女王・安井友梨にとって最大のピンチとも言えるシーズンだった。
身長別フィットネスの日本一決戦「オールジャパン・フィットネス・チャンピオンシップス」(9月9-10日、栃木県総合文化センター)の3週間前に15kgのトレーニング器具が左足に落下し、親指が粉砕骨折。ステージではヒールを着用することからドクターは大会欠場を勧めたが、安井は強行出場を決意した。そして痛みに耐えながら、マスターズクラスと一般クラスで163cm超級を制覇。同大会8連覇を達成した。
【フォト】やはり安井友梨は美しかった。ケガを越え見せた圧巻のステージ
その1週間後には「オールジャパン・フィットモデル・チャンピオンシップス」(9月17日、三重・シンフォニアテクノロジー響ホール伊勢)にエントリー。真っ赤なドレスをまとい、163cm超級とともにオーバーオールでも連覇をはたした。
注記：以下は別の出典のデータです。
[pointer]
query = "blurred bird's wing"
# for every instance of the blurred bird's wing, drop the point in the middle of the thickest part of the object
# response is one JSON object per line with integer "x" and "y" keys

笑顔で終えた大会だったが、じつは前週のステージ後に足が腫れ、2日前でもヒールを履けないほどだったことを明かしている。
迎えた階級無差別の「フィットネス・ジャパン・グランド・チャンピオンシップス」(10月8日、東京・江戸川総合文化センター)。では、163cm以下級優勝のダンシーあずさとの一騎打ちに注目が集まった。今年こそ逆転か?という声もある中、安井はダンシーの猛追をおさえて優勝。グラチャン4連覇という偉業を成し遂げた瞬間、その目からは大粒の涙がこぼれ落ちた。
思いが冷めないまま、翌週にはスペイン・マドリードに飛び、「アーノルド・クラシック・ヨーロッパ」に参戦。ビキニ部門で4位、そしてフィットモデル部門では年齢別・身長別・オーバーオールでの3冠に輝いた。さらに「IFBB世界フィットネス&ボディビル選手権」(11月5日、スペイン・サンタスサンナ)でもフィットモデルの172cm以下級で優勝を収めている。
ケガを負ったことが信じられないほどの快進撃で駆け抜けた今シーズン。「骨折から今日に至るまでの奇跡の数々は、すべてが皆さまのおかげです。皆さまの力強いお支えのおかげで、『自分と未来は、変えられる』ことを証明させて頂きました」と安井はSNSに感謝の気持ちを綴った。最大のピンチを乗り越えたことで、女王はさらに強さを増した。